低音というのは、音楽ではリズムを刻み、音楽を支える、なくてはならない存在ですし、映画ではアクションシーンの爆発音など迫力を倍増させてくれるものですが、一般的なスピーカーでしっかりとした低音を出そうとすると、サイズがとても大きくなってしまいます。ですから、大きなスピーカーを置けない場合でも、サブウーファーを追加すれば、大型スピーカーに迫る力強い低音が得られるというわけです。
サブウーファーにも種類がいくつかあります。密閉型は反応の良い低音が得られる反面、内蔵するアンプに大出力が必要で、サイズも大型になりがちです。ボディに大きな穴(ポート)があるバスレフ型は、空気の力を利用して低音を増強するため、比較的小さなサイズでも豊かな低音を再現できます。ヤマハ独自のA-YSTⅡ(アドバンスド・ヤマハ・アクティブ・サーボ・テクノロジー)方式は、バスレフ型に分類されます。

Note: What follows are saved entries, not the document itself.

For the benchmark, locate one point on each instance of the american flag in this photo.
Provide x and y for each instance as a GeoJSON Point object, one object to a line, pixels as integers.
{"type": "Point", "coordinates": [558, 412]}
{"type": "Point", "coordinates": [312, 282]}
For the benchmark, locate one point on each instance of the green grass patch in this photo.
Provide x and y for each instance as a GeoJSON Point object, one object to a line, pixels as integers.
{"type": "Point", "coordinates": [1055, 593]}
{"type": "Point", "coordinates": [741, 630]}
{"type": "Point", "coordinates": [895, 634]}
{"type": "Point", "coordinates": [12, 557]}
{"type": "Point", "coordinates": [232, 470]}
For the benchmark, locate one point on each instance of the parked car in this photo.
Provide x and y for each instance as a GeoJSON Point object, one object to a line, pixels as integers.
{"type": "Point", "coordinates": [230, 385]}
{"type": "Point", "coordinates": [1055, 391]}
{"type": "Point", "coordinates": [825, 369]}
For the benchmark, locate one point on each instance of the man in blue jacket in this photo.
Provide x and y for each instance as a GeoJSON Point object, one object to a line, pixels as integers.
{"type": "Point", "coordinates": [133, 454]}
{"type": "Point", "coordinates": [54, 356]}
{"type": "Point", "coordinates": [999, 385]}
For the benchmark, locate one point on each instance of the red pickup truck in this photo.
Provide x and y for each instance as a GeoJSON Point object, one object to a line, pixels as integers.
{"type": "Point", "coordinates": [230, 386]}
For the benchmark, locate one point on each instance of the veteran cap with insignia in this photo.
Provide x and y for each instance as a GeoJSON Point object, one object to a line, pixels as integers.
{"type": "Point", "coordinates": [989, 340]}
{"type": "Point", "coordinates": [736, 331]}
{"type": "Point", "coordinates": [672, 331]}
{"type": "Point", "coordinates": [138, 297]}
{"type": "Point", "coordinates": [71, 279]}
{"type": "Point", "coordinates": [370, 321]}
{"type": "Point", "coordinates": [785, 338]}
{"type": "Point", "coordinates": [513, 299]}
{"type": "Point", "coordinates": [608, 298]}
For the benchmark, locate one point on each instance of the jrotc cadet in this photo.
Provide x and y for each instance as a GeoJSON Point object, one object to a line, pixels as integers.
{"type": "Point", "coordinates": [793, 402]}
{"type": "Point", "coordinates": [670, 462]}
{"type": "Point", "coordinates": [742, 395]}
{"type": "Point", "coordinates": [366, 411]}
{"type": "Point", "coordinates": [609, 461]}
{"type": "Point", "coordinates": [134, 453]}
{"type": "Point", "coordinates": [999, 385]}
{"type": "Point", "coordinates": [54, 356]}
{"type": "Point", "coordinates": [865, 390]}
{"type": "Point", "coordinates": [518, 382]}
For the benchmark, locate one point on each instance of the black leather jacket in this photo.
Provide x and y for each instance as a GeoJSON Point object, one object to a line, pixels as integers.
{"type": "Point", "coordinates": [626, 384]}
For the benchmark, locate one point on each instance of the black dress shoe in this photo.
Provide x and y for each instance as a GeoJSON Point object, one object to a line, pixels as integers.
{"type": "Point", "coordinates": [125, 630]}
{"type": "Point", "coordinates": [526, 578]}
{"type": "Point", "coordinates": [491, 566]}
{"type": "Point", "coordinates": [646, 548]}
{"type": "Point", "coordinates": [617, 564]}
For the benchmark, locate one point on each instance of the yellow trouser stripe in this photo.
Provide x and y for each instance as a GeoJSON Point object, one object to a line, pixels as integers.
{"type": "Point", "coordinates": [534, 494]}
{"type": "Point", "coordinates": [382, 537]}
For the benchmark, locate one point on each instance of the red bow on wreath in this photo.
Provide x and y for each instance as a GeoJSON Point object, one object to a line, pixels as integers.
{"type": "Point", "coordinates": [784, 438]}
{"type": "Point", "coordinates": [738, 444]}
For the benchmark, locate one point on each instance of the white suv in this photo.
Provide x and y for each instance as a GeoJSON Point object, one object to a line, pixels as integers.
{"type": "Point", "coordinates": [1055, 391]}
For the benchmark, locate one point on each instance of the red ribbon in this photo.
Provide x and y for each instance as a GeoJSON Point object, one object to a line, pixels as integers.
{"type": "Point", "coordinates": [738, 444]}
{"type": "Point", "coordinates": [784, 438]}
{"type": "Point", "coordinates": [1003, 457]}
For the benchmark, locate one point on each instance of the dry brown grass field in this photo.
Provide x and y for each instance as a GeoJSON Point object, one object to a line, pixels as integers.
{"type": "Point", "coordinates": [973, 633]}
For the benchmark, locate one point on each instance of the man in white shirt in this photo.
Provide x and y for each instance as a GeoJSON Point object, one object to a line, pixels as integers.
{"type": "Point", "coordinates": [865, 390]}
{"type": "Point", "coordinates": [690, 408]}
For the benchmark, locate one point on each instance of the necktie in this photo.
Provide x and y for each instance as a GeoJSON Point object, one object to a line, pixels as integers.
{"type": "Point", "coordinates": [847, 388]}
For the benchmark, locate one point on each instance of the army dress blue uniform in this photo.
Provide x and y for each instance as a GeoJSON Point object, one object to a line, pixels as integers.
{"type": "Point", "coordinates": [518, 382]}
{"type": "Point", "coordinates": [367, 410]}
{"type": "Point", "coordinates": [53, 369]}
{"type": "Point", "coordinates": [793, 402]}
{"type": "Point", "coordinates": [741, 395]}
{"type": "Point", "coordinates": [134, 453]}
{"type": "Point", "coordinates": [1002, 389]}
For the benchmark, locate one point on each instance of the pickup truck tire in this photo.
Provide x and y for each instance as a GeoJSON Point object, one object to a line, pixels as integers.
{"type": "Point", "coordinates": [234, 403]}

また、スピーカーが正面を向いたもの、底面を向いたものといった違いもあります。正面を向いたものは一般的なスピーカーと同じく音が主に前方に放射されますので、ダイレクト感のある低音になります。これは音楽再生主体で使う場合に向いています。底面を向いたものは、床などに反射させて低音を周囲に拡散します。ダイレクト感はありませんが、低音が豊かに広がり、置き場所による影響が少ないなど使いやすさも特長です。こちらは映画の再生に向いています。
サブウーファーは、コンパクトなものから、大型のものまでいろいろなバリエーションがあるので、使い方に合わせて選べることも魅力です。ユニークな使い方としては、薄型テレビと組み合わせるものがあります。薄型テレビに内蔵されているスピーカーは、どうしても小さくなるため低音が不足しがち。それをサブウーファーで補うのです。ライン出力をサブウーファーに接続し、好みに応じて音量などを調整すれば、テレビの音とは思えない迫力のある音が得られるはずです。
小型スピーカーで音楽を聴いている人は、そこにサブウーファーを追加して低音の再生能力をアップすれば、大型スピーカーのようなスケール感豊かな音が楽しめます。あなたに合ったサブウーファーを、ぜひとも試してみてください。